French round squash at edible size/maturity.

6 lb. squash for seed saving.

Squash guts and seeds.

Fun with squash!
Sometimes you'll get a seed surprise, and a couple of them will have started to germinate before you even open the squash.
Seed surprise! These three started germinating inside the squash.

To save squash seeds (or any cucurbit), you first need to gut your squash, and separate all the flesh and pulp from the seeds. If any seeds are small, thin, or flimsy discard them right away, as they probably won't be viable anyway. Rinse your seeds in cold water to get all the slime and gunk off, pat them dry and then place them on paper towel in a single layer to dry out completely for a week or so. I usually flip mine after a couple of days do encourage even drying. Once your babies are thoroughly dried, store them in a small ziploc or glass jar and be sure to label them with the variety and seed saving date. Bam. It's that easy.

When saving tomato seeds, I prefer to undertake the process when I am already canning or making tomato sauce, since those processes already require separating the seeds (and skins) from the flesh, and I don't like to waste anything.

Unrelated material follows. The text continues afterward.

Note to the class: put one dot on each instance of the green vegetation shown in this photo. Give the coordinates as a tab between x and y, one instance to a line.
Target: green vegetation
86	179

Tomatoes prepped for sauce: blanched, peeled,
seeds removed and set aside.

Tomato seeds need to ferment a bit, so I put the pulpy seeds into shot glasses with a few drops of water and loosely cover them with paper towel to keep fruit flies out.

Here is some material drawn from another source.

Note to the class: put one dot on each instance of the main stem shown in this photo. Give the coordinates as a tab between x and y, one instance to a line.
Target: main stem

Flamme and Mystery Yellow tomato seeds.

After a few days some of the water will have evaporated and the pulpy casing around the seeds should be fermented and more thick. Dump the mess in a sieve (make sure the holes are more fine than your seeds!) and run cool water over it and give the goo a little rub. The mess should wash away easily, and you will be left with just the seeds. Spread these out on a paper towel, and once they are completely dry, bag 'em and tag 'em.

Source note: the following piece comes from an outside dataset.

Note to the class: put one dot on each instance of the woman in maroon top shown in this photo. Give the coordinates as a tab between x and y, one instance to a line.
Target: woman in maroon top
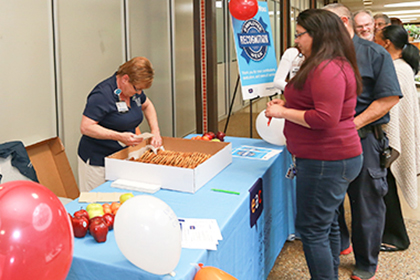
320	133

*Note about saving tomato seeds: The tomatoes I grow are all open pollinated (OP) heirlooms, so there is a high likelihood of cross-pollination. This means that plants I grow from my saved seeds, with likely not be true to type, and instead create some new kind of heirloom hybrid tomato. I don't mind, because this is all one big experiment for me and I like the idea of making brand new cultivars, but if you want to keep your seeds true to type, tie paper bags over the flowers you want to isolate. Tomatoes are largely self fertile, so the fruits should still develop, but the flowers won't have an opportunity to be cross polinated by insects and the next generation of plants should be true to type.